TypeScript and web APIs
Deno treats TypeScript as a first-class language and exposes many browser-compatible APIs in a server-side environment. The docs connect that model to modern JavaScript modules, URL-based imports, WebAssembly, fetch, streams, testing tools, formatting, linting, and configuration files that can be managed from the Deno CLI.

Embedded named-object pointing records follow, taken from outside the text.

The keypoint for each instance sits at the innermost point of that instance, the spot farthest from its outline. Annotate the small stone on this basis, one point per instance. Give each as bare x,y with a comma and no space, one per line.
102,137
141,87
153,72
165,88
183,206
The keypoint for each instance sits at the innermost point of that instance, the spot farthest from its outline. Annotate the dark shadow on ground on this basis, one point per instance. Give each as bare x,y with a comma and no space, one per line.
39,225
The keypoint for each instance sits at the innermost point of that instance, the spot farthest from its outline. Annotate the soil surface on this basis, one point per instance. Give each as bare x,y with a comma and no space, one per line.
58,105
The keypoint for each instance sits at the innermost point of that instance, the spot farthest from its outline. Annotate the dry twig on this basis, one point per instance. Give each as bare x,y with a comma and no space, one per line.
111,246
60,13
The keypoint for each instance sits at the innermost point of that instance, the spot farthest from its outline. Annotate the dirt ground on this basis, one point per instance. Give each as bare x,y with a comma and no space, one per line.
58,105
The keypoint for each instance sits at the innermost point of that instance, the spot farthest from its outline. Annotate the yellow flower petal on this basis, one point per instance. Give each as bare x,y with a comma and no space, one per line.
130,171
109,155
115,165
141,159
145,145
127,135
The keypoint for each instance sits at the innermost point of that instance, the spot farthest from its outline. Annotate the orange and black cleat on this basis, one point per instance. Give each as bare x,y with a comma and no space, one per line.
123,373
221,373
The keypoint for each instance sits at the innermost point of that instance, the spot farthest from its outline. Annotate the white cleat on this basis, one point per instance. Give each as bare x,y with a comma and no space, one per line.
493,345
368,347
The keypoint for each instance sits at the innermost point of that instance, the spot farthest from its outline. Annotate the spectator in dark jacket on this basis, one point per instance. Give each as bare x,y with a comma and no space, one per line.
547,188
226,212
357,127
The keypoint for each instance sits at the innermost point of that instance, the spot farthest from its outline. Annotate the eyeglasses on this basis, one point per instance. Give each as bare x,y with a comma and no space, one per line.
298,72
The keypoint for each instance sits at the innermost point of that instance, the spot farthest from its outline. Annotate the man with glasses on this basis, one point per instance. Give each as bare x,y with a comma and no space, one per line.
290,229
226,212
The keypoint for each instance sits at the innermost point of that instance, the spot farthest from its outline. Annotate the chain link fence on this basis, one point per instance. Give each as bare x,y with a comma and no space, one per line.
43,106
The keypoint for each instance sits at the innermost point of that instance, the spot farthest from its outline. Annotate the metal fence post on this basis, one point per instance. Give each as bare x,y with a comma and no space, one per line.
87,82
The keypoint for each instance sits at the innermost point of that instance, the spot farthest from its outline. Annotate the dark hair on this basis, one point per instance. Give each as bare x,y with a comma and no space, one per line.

npm compatibility and packages
Deno can work with npm packages as well as modules built for Deno's ecosystem. That compatibility matters because many JavaScript projects depend on existing npm libraries, while Deno also encourages web-standard APIs and tooling that reduce the need for separate packages in some workflows.
Deploy and serverless use
The Deno site also introduces Deno Deploy, a platform for running JavaScript and TypeScript close to users. For teams building APIs, edge functions, small services, or full-stack web applications, the runtime and hosting story are presented together so readers can connect local development with production deployment.
Why it matters
Deno matters because JavaScript runtimes define how web developers build outside the browser. Its website documents a runtime that tries to combine modern language support, built-in developer tools, explicit security permissions, npm interoperability, and deployment options in one coherent environment.
Strengths and tradeoffs
Deno can simplify some projects by bundling TypeScript support, formatting, linting, testing, permissions, and web APIs into the runtime. The tradeoff is that teams with existing Node.js systems still need to check package compatibility, hosting assumptions, deployment targets, and ecosystem differences before moving important workloads.
WHOIS domain data
Data pulled: May 24, 2026View current WHOIS record
- Domain
- deno.com
- IP address
- 69.67.170.170
- Registrar
- NameCheap, Inc.
- WHOIS server
- whois.namecheap.com
- Referral URL
- http://www.namecheap.com
- Created
- March 9, 1999
- Updated
- July 21, 2022
- Expires
- March 9, 2030
- Nameservers
- NS-CLOUD-C1.GOOGLEDOMAINS.COM; NS-CLOUD-C2.GOOGLEDOMAINS.COM; NS-CLOUD-C3.GOOGLEDOMAINS.COM; NS-CLOUD-C4.GOOGLEDOMAINS.COM
- Domain status
- clientTransferProhibited
- DNSSEC
- unsigned
- Contact privacy
- Registrant contact details are redacted by a privacy service.